Incantris is a skirmish-based, wizard duel game for 2-4 players that takes about 30 minutes per player. It plays best with 4 players.
Incantris provides a decent variety of game setup options, including a straightforward arena battle, capture-the-flag, sap the crystals (similar to CTF but resource depletion), and shifting arena (moveable terrain). With the addition of the extra miniatures from the Kickstarter, it also allows for multiple wizard types for each player color and cards to fully customize the spells for each wizard.
Once your arena and battle conditions are set, turns proceed round robin with each player activating one mini. Each mini can perform a move action and a spell action (in any order), which is one of the 2-4 spells they are allocated during the setup.
Casting a spell is a very straightforward affair. The casting player will roll custom 8-sided dice (depending on the spell) attempting to get as many green wand symbols as possible. The defending player(s) will roll the same dice, the number of which depends on the attacking wizard’s type, to defend. If the defender rolls enough ward symbols (again, depending on the spell), the effect is lessened or negated.
The type of wizard casting (i.e. Astral, Spiritual, Elemental) and the type of wizard defending form most of the strategy with the attacker always attempting to maximize damage against an opposition type. Other strategies focus on utilizing the movement range of wizards and their spells to gain an advantage on opponents.
Once a player’s full team of wizards is defeated, that player is out of the game. This, or other arena-setup conditions, determine the winner.
The statement above bears repeating. If any game is going to enter these two domains, it has to bring its A-game. Incantris does not.
One of the key things that’s immediately noticeable in spell casting is that there is no resource management with spells. Each spell can be cast repeatedly by wizards with the only limitation being the number of turns. If a wizard wants to cast meteor swarm with every activation, that’s possible. Besides the time limitation, each wizard also only has a repertoire of 2-4 spells, so choosing an action is pretty basic.
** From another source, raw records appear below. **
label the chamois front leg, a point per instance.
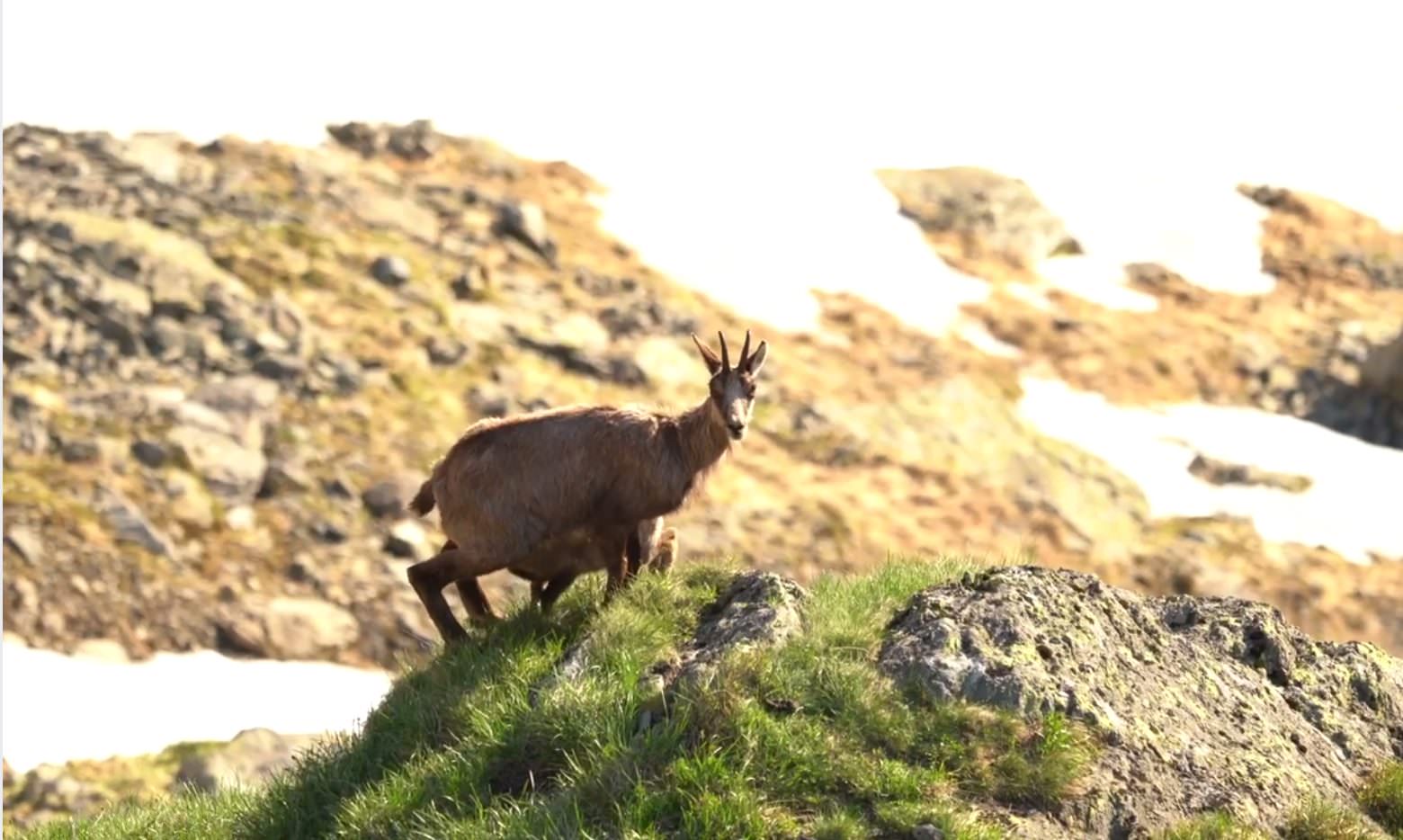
(666, 553)
(473, 596)
(619, 566)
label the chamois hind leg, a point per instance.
(430, 576)
(666, 553)
(616, 549)
(633, 551)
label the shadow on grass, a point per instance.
(425, 711)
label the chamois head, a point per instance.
(733, 389)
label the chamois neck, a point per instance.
(703, 436)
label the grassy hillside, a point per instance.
(556, 728)
(807, 739)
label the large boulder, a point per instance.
(1200, 702)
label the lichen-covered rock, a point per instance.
(1382, 371)
(755, 609)
(288, 629)
(758, 609)
(1202, 702)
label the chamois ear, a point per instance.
(755, 361)
(713, 362)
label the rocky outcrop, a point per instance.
(246, 762)
(1382, 371)
(755, 611)
(988, 213)
(1200, 704)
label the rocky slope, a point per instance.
(226, 363)
(925, 700)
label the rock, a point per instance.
(989, 213)
(288, 629)
(247, 762)
(103, 649)
(25, 543)
(240, 518)
(407, 541)
(390, 271)
(281, 478)
(280, 368)
(1222, 473)
(190, 502)
(1382, 371)
(82, 451)
(52, 789)
(526, 223)
(338, 487)
(445, 351)
(229, 469)
(330, 533)
(1190, 696)
(130, 524)
(150, 453)
(385, 499)
(416, 140)
(758, 609)
(471, 283)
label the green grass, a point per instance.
(1320, 819)
(1382, 797)
(1212, 827)
(804, 739)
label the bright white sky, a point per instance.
(1247, 89)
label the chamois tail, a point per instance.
(423, 501)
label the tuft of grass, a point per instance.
(803, 739)
(1382, 797)
(1320, 819)
(1212, 827)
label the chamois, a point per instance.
(558, 563)
(510, 487)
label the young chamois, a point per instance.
(511, 488)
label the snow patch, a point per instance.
(1347, 508)
(59, 709)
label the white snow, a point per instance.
(1350, 508)
(59, 709)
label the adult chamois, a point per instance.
(556, 564)
(511, 487)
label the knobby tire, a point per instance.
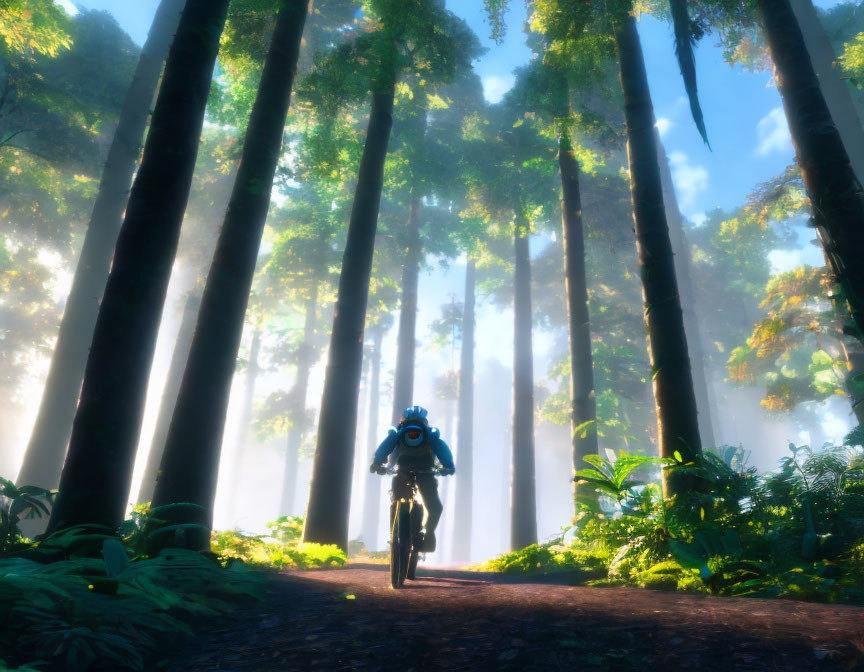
(400, 545)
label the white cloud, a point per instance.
(773, 133)
(698, 218)
(690, 181)
(663, 125)
(495, 86)
(786, 260)
(71, 9)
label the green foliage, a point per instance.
(34, 27)
(74, 615)
(282, 548)
(16, 503)
(613, 478)
(795, 532)
(798, 350)
(852, 60)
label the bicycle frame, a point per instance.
(406, 521)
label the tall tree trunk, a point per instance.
(242, 433)
(463, 511)
(190, 464)
(583, 419)
(674, 398)
(169, 394)
(298, 405)
(372, 493)
(835, 193)
(681, 252)
(523, 500)
(834, 88)
(330, 490)
(854, 354)
(43, 460)
(406, 341)
(94, 486)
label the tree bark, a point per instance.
(523, 507)
(372, 493)
(94, 486)
(681, 252)
(583, 420)
(190, 464)
(834, 88)
(330, 490)
(298, 405)
(169, 394)
(464, 509)
(674, 398)
(835, 193)
(406, 341)
(46, 449)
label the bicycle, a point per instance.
(406, 521)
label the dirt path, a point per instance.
(349, 619)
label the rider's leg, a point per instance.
(398, 490)
(428, 486)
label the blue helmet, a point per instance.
(415, 415)
(414, 426)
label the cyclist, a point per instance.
(417, 445)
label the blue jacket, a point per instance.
(440, 449)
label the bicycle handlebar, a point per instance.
(392, 471)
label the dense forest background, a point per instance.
(763, 332)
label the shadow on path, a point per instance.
(349, 619)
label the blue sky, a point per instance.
(750, 143)
(743, 113)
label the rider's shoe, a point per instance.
(428, 544)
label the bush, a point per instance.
(796, 532)
(283, 549)
(74, 614)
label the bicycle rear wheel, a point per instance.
(400, 545)
(416, 525)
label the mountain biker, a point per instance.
(417, 445)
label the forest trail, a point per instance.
(349, 619)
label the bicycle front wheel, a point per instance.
(400, 545)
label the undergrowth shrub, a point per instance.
(280, 549)
(79, 614)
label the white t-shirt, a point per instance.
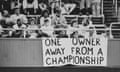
(48, 30)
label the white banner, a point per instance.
(75, 51)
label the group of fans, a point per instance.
(52, 19)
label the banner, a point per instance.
(75, 51)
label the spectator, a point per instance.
(33, 28)
(6, 16)
(30, 6)
(17, 32)
(17, 15)
(62, 34)
(41, 34)
(58, 20)
(45, 19)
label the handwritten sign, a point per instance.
(75, 51)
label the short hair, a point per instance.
(73, 23)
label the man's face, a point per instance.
(17, 11)
(46, 14)
(75, 24)
(19, 23)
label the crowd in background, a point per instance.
(13, 16)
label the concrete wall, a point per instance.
(28, 52)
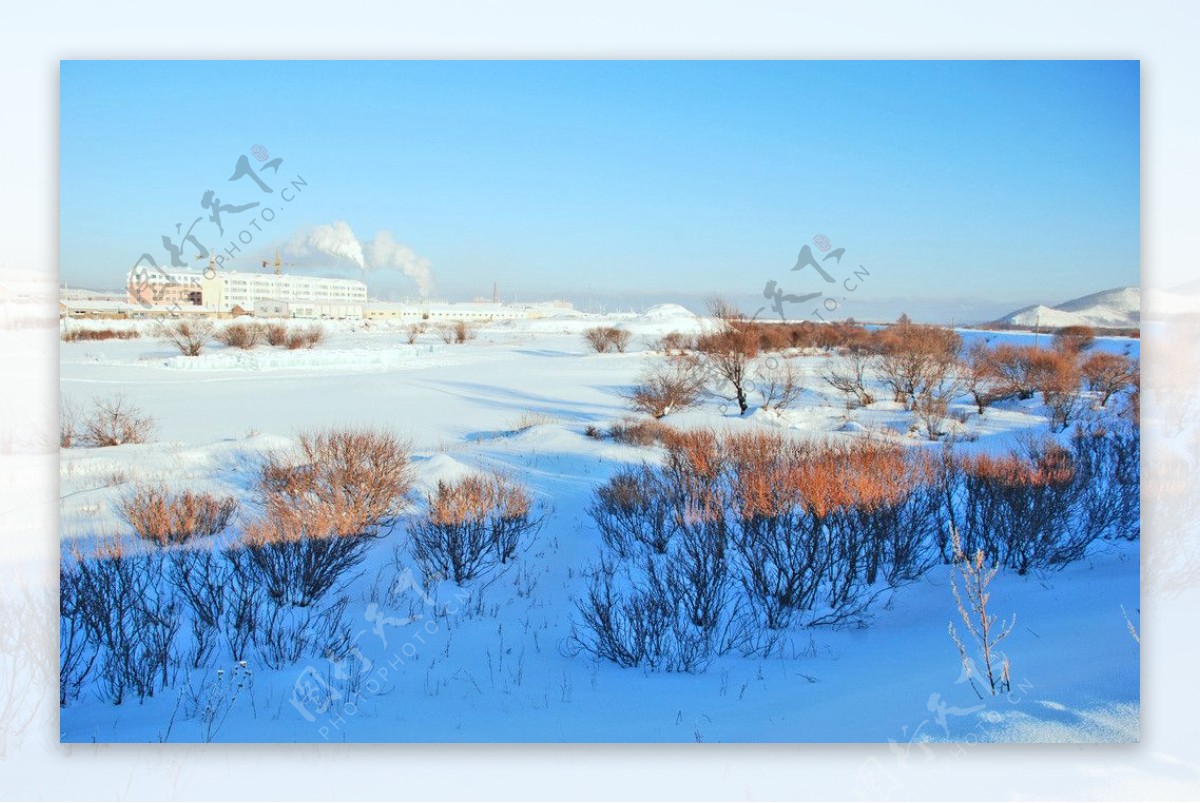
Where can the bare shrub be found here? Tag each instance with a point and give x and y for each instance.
(243, 335)
(981, 378)
(124, 604)
(741, 535)
(1013, 370)
(305, 337)
(276, 334)
(189, 336)
(472, 526)
(619, 339)
(72, 335)
(849, 377)
(69, 423)
(673, 342)
(77, 654)
(917, 359)
(635, 510)
(1074, 340)
(1108, 375)
(321, 511)
(300, 571)
(163, 517)
(723, 310)
(113, 421)
(341, 483)
(780, 385)
(671, 385)
(982, 624)
(640, 432)
(727, 357)
(288, 633)
(1108, 473)
(1056, 376)
(607, 339)
(202, 581)
(1019, 509)
(673, 617)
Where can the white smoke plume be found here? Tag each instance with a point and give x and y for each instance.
(382, 253)
(335, 240)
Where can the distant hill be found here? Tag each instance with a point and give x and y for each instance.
(1120, 307)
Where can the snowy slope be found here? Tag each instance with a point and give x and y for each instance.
(1119, 307)
(496, 661)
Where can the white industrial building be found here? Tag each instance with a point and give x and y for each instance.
(262, 294)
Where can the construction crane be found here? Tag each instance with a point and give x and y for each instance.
(279, 262)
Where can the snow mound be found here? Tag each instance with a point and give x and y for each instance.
(1119, 307)
(660, 311)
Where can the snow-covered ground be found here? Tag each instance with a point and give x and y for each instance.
(493, 660)
(1119, 309)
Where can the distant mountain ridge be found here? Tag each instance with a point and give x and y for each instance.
(1119, 307)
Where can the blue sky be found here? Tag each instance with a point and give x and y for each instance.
(965, 189)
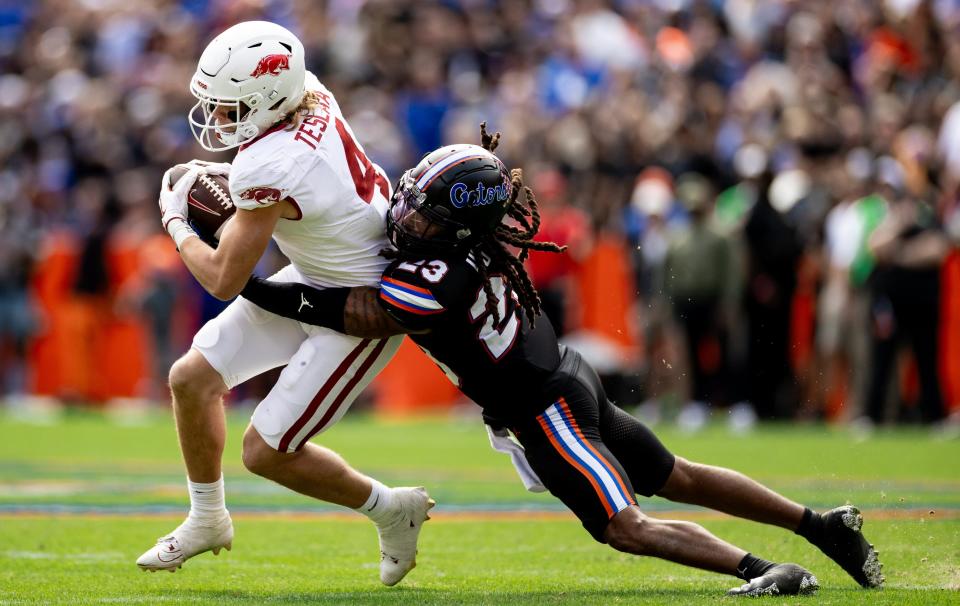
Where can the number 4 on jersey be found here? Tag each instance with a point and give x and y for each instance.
(362, 171)
(497, 340)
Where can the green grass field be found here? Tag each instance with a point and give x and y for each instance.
(82, 495)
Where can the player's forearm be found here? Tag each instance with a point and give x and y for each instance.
(212, 270)
(363, 316)
(353, 311)
(299, 301)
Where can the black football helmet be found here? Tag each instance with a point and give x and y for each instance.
(452, 197)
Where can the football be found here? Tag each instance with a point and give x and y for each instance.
(210, 206)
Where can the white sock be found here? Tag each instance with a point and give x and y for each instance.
(379, 506)
(206, 500)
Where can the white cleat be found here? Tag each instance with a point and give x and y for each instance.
(398, 540)
(187, 540)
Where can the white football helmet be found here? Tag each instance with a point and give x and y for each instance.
(256, 70)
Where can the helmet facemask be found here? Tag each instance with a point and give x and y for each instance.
(415, 226)
(214, 136)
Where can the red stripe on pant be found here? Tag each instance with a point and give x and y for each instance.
(346, 391)
(321, 395)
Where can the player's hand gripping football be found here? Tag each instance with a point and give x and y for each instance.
(211, 168)
(173, 205)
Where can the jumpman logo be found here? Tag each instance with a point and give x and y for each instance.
(303, 301)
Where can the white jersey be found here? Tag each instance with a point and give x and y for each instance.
(342, 197)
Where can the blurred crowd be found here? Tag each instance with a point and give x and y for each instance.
(777, 179)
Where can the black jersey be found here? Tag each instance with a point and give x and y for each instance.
(503, 366)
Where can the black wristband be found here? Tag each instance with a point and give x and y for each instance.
(317, 306)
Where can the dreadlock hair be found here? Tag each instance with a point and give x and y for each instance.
(494, 244)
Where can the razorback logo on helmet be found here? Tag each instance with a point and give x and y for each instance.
(271, 65)
(261, 195)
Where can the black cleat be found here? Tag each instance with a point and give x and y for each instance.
(782, 579)
(843, 543)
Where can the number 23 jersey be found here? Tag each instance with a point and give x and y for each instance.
(499, 365)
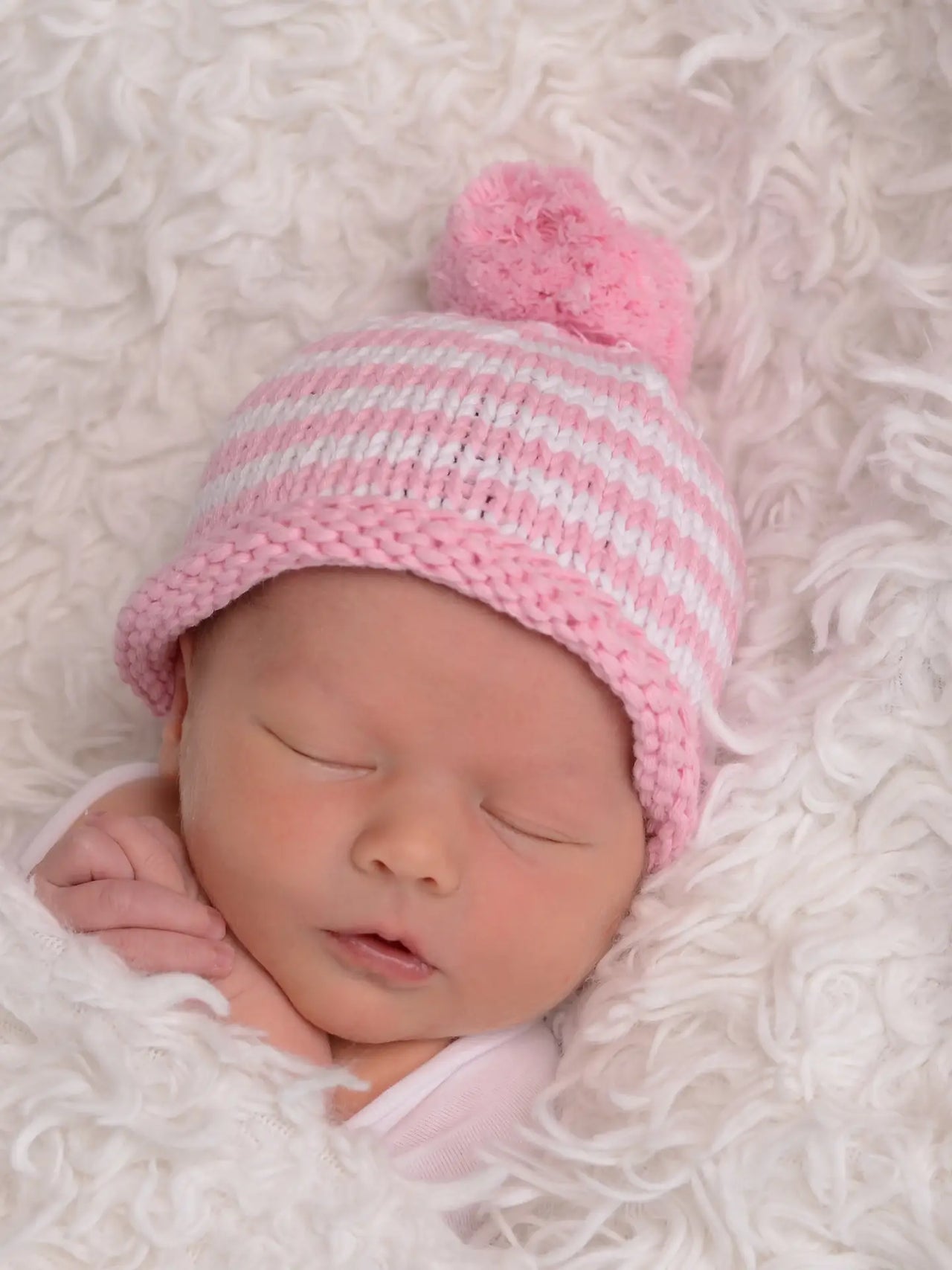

The other main complaint is that some wizards don’t really act like wizards. They’re more fighter-wizard hybrids with the emphasis on the fighter. Their focus is to get up close with the enemy and attack at melee range. This sounds like a good variety of unit types, but it leaves a lot to be desired. A more engaging variety of spells, which would probably raise the cost of the game, would have been nice.
Another issue is with the terrain included in the game. There are multiple terrain pieces, but the intent is clearly to keep the game light and fast, with few terrain features providing complex mechanisms. Terrain either blocks line-of-sight or movement. For example, there are no damaging acid pools, death-causing lava, or rocks to climb on. This two-dimensional focus eliminates the need for a lot of rules and components, but that also strips some of the strategic fun.
The final main thing that really makes for the non-enjoyment of Incantris is the repetitive nature of battles. Even with alternate battle rules or arena setups, many actions in play feel obvious and unimaginative. There’s little to explore from multiple plays, even with such a variety of game setups.
It’s unclear whether Incantris intends to compete at the level of the games mentioned in the introduction, but for gamers, this is a big concern. There may be a market for a light wizard battle game, but it’s the lightness in Incantris which makes for the simplicity and uninspiring play. It’s possible expansions will fix this, but on the outset, there’s little to enjoy.
Final Score: 2 Stars – It works, but out of the box Incantris is too shallow an experience in what is already a competitive genre of gaming.